TypeExamplesHandling
TransientNetwork error, timeout, 429Requeue via error_policy
PermanentInvalid spec, bad configRecord condition on status + Action::await_change()

Current Limitations

  • error_policy is a synchronous function. It cannot perform async operations (sending metrics, updating status, etc.)
  • There is no success reset callback. To implement per-key backoff, you need to wrap the reconciler (Per-key backoff pattern)

Client-Level Retries

By default, kube-client does not retry regular API calls. When create(), patch(), get(), etc. fail, they return the error as-is.

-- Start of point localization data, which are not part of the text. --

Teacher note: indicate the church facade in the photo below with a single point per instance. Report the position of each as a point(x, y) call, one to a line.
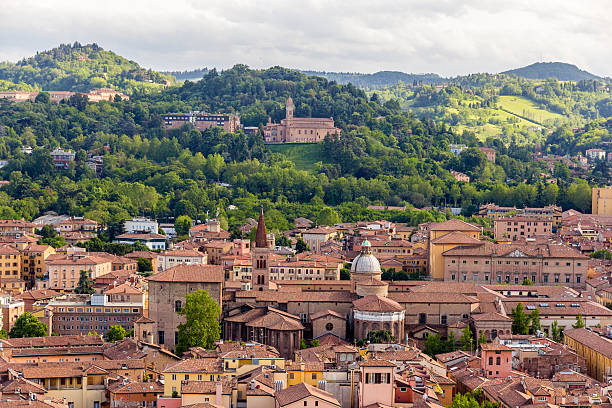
point(299, 130)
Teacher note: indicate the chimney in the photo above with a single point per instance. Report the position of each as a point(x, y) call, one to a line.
point(218, 393)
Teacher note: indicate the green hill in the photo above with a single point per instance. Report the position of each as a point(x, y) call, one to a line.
point(378, 79)
point(558, 70)
point(76, 67)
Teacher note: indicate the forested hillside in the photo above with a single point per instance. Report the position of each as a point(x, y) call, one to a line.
point(80, 68)
point(558, 70)
point(385, 156)
point(378, 79)
point(505, 107)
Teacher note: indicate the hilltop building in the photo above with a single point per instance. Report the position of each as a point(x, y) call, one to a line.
point(299, 130)
point(601, 201)
point(202, 121)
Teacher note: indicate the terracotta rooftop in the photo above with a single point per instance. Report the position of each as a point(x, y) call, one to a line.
point(326, 312)
point(300, 391)
point(454, 225)
point(377, 363)
point(375, 303)
point(457, 237)
point(190, 273)
point(591, 340)
point(199, 365)
point(139, 388)
point(205, 387)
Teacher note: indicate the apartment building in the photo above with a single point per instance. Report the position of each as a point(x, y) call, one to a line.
point(202, 121)
point(82, 314)
point(304, 270)
point(543, 264)
point(171, 258)
point(33, 262)
point(64, 271)
point(17, 227)
point(153, 241)
point(595, 348)
point(520, 228)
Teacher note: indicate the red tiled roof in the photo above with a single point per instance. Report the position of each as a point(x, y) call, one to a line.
point(375, 303)
point(300, 391)
point(190, 273)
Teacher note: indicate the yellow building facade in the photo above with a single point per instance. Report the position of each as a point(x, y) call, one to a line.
point(601, 203)
point(596, 350)
point(448, 235)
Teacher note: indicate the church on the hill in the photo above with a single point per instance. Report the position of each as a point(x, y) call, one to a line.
point(271, 319)
point(298, 130)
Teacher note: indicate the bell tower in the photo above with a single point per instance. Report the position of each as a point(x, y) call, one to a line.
point(289, 108)
point(260, 277)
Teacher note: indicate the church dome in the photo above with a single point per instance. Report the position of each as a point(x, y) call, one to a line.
point(365, 262)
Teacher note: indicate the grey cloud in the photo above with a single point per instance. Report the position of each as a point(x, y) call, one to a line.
point(449, 37)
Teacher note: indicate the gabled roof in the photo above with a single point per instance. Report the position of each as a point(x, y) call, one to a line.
point(453, 225)
point(375, 303)
point(300, 391)
point(457, 237)
point(326, 312)
point(190, 273)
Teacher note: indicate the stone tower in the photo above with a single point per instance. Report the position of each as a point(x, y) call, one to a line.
point(260, 277)
point(289, 108)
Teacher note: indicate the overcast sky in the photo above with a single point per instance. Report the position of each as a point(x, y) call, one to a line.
point(449, 37)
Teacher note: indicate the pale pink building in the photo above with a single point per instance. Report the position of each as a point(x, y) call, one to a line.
point(304, 395)
point(376, 382)
point(519, 228)
point(299, 130)
point(496, 360)
point(543, 264)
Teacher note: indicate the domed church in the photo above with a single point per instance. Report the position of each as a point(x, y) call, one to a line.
point(373, 310)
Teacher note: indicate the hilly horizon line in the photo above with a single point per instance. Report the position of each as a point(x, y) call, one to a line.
point(357, 73)
point(363, 74)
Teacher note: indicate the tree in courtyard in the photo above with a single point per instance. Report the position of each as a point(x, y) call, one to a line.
point(27, 325)
point(450, 344)
point(116, 333)
point(85, 285)
point(144, 265)
point(520, 321)
point(579, 322)
point(433, 345)
point(482, 339)
point(182, 224)
point(201, 327)
point(328, 216)
point(534, 317)
point(282, 240)
point(466, 339)
point(556, 332)
point(301, 246)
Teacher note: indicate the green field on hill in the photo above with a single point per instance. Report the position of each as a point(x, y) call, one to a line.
point(304, 155)
point(524, 107)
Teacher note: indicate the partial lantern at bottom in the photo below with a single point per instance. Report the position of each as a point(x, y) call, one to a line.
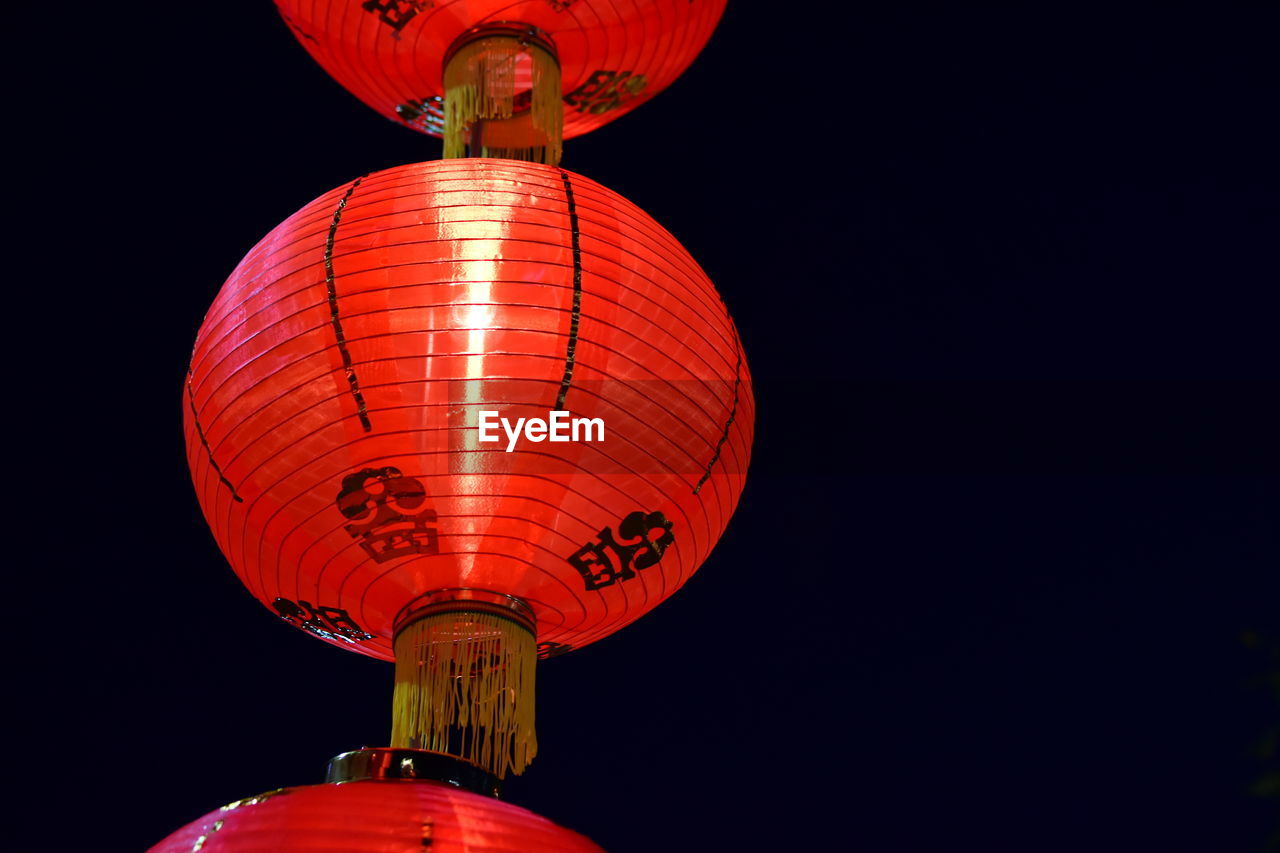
point(379, 799)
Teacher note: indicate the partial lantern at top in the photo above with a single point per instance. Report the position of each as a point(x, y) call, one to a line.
point(521, 73)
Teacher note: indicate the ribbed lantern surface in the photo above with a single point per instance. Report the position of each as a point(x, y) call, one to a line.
point(373, 817)
point(613, 54)
point(337, 383)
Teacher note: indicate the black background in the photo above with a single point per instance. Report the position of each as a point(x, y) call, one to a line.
point(1006, 281)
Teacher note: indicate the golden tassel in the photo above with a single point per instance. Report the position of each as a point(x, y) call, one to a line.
point(484, 78)
point(465, 685)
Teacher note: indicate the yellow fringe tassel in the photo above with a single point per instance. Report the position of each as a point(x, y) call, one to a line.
point(465, 685)
point(480, 92)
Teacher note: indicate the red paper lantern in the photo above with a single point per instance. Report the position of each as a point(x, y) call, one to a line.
point(613, 54)
point(338, 379)
point(373, 817)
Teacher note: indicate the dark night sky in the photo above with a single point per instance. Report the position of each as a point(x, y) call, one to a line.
point(1006, 278)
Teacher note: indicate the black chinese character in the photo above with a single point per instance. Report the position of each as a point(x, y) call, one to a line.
point(392, 514)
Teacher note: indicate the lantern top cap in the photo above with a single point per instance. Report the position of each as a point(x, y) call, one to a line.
point(525, 33)
point(384, 763)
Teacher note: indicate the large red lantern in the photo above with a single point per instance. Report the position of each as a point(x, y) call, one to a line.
point(384, 810)
point(334, 409)
point(607, 56)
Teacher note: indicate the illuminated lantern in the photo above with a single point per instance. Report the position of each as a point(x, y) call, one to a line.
point(334, 415)
point(515, 74)
point(394, 801)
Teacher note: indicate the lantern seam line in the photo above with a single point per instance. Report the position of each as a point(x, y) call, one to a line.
point(333, 309)
point(732, 414)
point(575, 241)
point(195, 419)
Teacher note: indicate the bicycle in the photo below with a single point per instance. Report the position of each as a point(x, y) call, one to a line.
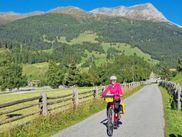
point(112, 117)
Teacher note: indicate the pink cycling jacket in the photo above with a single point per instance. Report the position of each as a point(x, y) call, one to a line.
point(114, 89)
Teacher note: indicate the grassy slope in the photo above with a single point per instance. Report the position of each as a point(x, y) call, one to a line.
point(44, 127)
point(37, 71)
point(178, 78)
point(173, 118)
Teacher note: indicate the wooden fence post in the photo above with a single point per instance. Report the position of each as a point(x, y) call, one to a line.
point(96, 94)
point(179, 97)
point(75, 98)
point(43, 104)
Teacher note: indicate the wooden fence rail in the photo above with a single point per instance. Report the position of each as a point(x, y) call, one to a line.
point(46, 104)
point(175, 90)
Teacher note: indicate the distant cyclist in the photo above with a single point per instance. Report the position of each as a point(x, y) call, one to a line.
point(115, 89)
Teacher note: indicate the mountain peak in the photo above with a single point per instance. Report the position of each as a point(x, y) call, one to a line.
point(68, 10)
point(140, 12)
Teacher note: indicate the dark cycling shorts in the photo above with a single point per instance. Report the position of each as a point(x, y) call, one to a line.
point(117, 106)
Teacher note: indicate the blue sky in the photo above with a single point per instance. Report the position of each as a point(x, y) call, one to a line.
point(172, 9)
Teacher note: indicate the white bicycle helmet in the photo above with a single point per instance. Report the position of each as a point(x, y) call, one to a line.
point(113, 78)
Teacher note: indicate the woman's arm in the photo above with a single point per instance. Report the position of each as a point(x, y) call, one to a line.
point(121, 90)
point(104, 92)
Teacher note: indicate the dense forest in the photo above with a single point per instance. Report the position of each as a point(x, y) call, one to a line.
point(161, 40)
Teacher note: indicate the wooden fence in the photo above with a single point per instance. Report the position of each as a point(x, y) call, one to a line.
point(175, 90)
point(47, 104)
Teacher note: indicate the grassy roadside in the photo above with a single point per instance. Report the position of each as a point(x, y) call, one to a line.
point(173, 118)
point(44, 127)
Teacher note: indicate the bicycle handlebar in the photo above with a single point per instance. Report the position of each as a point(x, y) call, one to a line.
point(111, 95)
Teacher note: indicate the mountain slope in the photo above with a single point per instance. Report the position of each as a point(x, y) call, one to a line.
point(140, 12)
point(159, 39)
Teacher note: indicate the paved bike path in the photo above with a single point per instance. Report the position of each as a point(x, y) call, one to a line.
point(143, 118)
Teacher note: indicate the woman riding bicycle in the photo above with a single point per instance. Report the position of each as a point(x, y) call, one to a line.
point(116, 90)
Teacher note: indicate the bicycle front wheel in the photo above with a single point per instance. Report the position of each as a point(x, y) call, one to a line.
point(110, 122)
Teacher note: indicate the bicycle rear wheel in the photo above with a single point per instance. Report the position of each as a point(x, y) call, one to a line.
point(110, 122)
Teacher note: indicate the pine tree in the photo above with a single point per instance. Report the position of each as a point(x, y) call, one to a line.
point(55, 74)
point(11, 76)
point(73, 76)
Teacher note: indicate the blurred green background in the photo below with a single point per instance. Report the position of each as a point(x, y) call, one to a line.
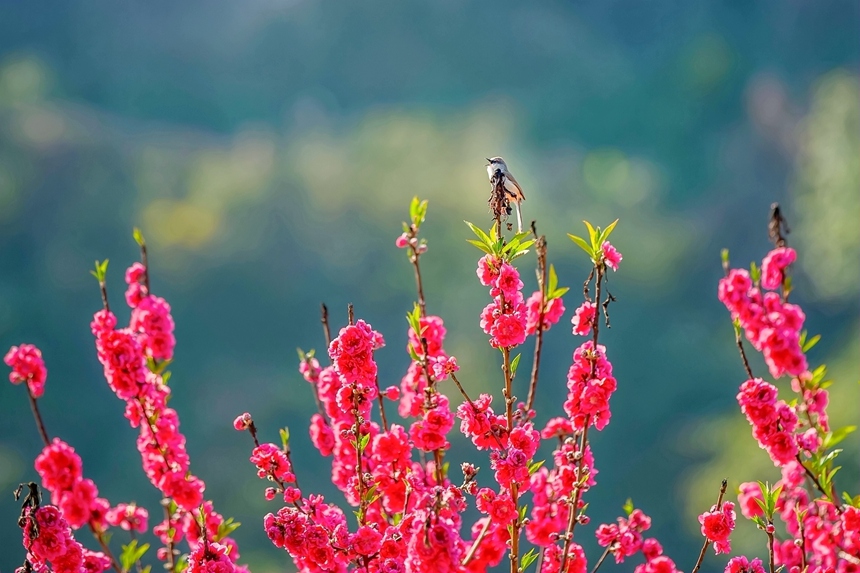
point(268, 150)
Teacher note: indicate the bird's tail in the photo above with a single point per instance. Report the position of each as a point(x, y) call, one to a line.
point(519, 218)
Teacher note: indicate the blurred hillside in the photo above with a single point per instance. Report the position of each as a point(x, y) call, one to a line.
point(268, 150)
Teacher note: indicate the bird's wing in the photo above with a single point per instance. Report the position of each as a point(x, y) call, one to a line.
point(516, 191)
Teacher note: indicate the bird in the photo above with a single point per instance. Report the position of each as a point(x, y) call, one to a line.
point(512, 188)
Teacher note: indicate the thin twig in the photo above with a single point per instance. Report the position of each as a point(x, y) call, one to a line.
point(602, 558)
point(740, 344)
point(708, 541)
point(326, 328)
point(540, 248)
point(40, 424)
point(99, 535)
point(477, 542)
point(818, 485)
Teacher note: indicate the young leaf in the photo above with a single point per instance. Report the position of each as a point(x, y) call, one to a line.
point(480, 245)
point(552, 285)
point(628, 506)
point(836, 436)
point(582, 244)
point(807, 345)
point(592, 236)
point(132, 553)
point(138, 237)
point(514, 363)
point(604, 236)
point(528, 559)
point(755, 273)
point(480, 234)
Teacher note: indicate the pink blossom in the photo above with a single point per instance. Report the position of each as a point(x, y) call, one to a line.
point(508, 330)
point(242, 422)
point(129, 517)
point(741, 564)
point(773, 267)
point(583, 318)
point(27, 366)
point(610, 255)
point(717, 526)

Since version 3, kube provides a built-in RetryPolicy that implements Tower's retry middleware. It retries on 429, 503, and 504 with exponential backoff:

use kube::client::retry::RetryPolicy;
use tower::{ServiceBuilder, retry::RetryLayer, buffer::BufferLayer};

let service = ServiceBuilder::new()
.layer(config.base_uri_layer())
.option_layer(config.auth_layer()?)
.layer(BufferLayer::new(1024))
.layer(RetryLayer::new(RetryPolicy::default()))
// ...

RetryPolicy specifically retries 429, 503, and 504 responses. It does not retry network errors or other 5xx codes.

Retry across layers

The table below summarizes where different errors should be handled. Note that RetryPolicy only covers the client layer — other errors require handling at other layers:

ErrorRetryableWhere to handle
429, 503, 504YesClient layer: RetryPolicy (if configured)
Other 5xxDependsReconciler: error_policy or custom Tower middleware
Timeout / NetworkYesReconciler: error_policy requeue, or watcher: backoff
4xx (400, 403, 404)NoFix the request or RBAC
409 ConflictDependsSSA: field manager conflict. Non-SSA: resourceVersion conflict

Timeout Strategy

If you need to guard against slow API calls in your reconciler, you can wrap individual calls with tokio::time::timeout:

// First ? unwraps the timeout Result<T, Elapsed>
// Second ? unwraps the API Result<Pod, kube::Error>
let pod = tokio::time::timeout(
Duration::from_secs(10),
api.get("my-pod"),
).await??;

In a Controller context, stream timeouts rely internally on watcher timeouts and can be configured via stream backoff parameters and watcher::Config. Only individual API calls inside your reconciler typically need shorter timeouts.